I dislike that i sometimes think that I am not worth it

I often feel that I am not worth a good grade or some luck. But why would I, when I worked hard for something. I also connect that thought a lot with feeling guilty to have so much luck being in this priviledged position.



I love that I am very responsible for the things i do and how i life


I love that I finally understood how important my mental/ Physical health is University has some super busy periods - like now. But despite the fact I am busy, I will not put the priority towards finishing the task, if it is damaging my mental or physical health. I also finally managed to prioritize my sleep.

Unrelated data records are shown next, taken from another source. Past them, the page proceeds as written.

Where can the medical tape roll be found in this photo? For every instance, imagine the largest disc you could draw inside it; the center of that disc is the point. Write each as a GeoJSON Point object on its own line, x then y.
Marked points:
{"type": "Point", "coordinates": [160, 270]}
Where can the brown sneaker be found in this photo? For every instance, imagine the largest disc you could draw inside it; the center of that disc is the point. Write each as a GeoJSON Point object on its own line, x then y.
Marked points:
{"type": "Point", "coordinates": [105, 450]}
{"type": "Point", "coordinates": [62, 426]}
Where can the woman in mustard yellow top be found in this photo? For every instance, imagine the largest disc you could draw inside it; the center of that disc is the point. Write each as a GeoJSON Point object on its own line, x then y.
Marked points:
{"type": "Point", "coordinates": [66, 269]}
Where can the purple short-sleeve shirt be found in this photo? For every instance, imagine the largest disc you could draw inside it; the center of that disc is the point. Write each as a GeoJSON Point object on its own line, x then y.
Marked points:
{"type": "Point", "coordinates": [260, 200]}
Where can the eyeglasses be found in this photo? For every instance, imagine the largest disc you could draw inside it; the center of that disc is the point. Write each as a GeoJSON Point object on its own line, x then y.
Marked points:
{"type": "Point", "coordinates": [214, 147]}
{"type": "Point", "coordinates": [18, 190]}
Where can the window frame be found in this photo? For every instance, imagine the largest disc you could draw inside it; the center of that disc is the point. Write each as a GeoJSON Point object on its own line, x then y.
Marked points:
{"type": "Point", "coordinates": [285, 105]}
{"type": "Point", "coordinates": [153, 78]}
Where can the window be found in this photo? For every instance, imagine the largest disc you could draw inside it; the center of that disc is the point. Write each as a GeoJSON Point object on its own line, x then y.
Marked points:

I am not happy about my lacking self esteem


i dislike that i am jealous of other peoples abilities and results Fortunately I already got better at accepting my own strengths and weaknesses and can say that this jealousy is slowing decreasing. I was jealous of people who could draw , work faster, get better grades. But luckily this is over now.


I dislike that it is so difficult to me to say no I can also say that this got better during this year. Sometimes I overload myself with work, whether it is on a personal or professional level. There are times where you have to say no to protect your own health.


I love about myself that I care so deeply for the people around me


conclusion

But whatever you read here: I love myself for who I am This project started from a university perspective and moved into a very personal point of view by really judging myself on the things I like and the things I dislike about myself as a person. This should not convey a negative message if there is just black and white but more a deep personal reflection on myself and how I would to drive positive change within me. It was very helpful to look at myself from a viewers perspective and deeply look at myself from this perspective - it felt like a Swat Analysis of myself to also understand where some change could happen as well or how I can educate myself to change my points of views and develop to a more evolved person. However, all of these notes do not say that I am unhappy with myself, I am proud that I finally found myself in the position to reflect on myself on a very personal level and also find solutions and other thoughts about why this characteristic, although I am not happy about being like that, might not be so bad in the end and ends up to be a strenght and not a weakness. To all the readers out there, I can just suggest this kind of Self-Reflection to everybody to become more clear about yourself.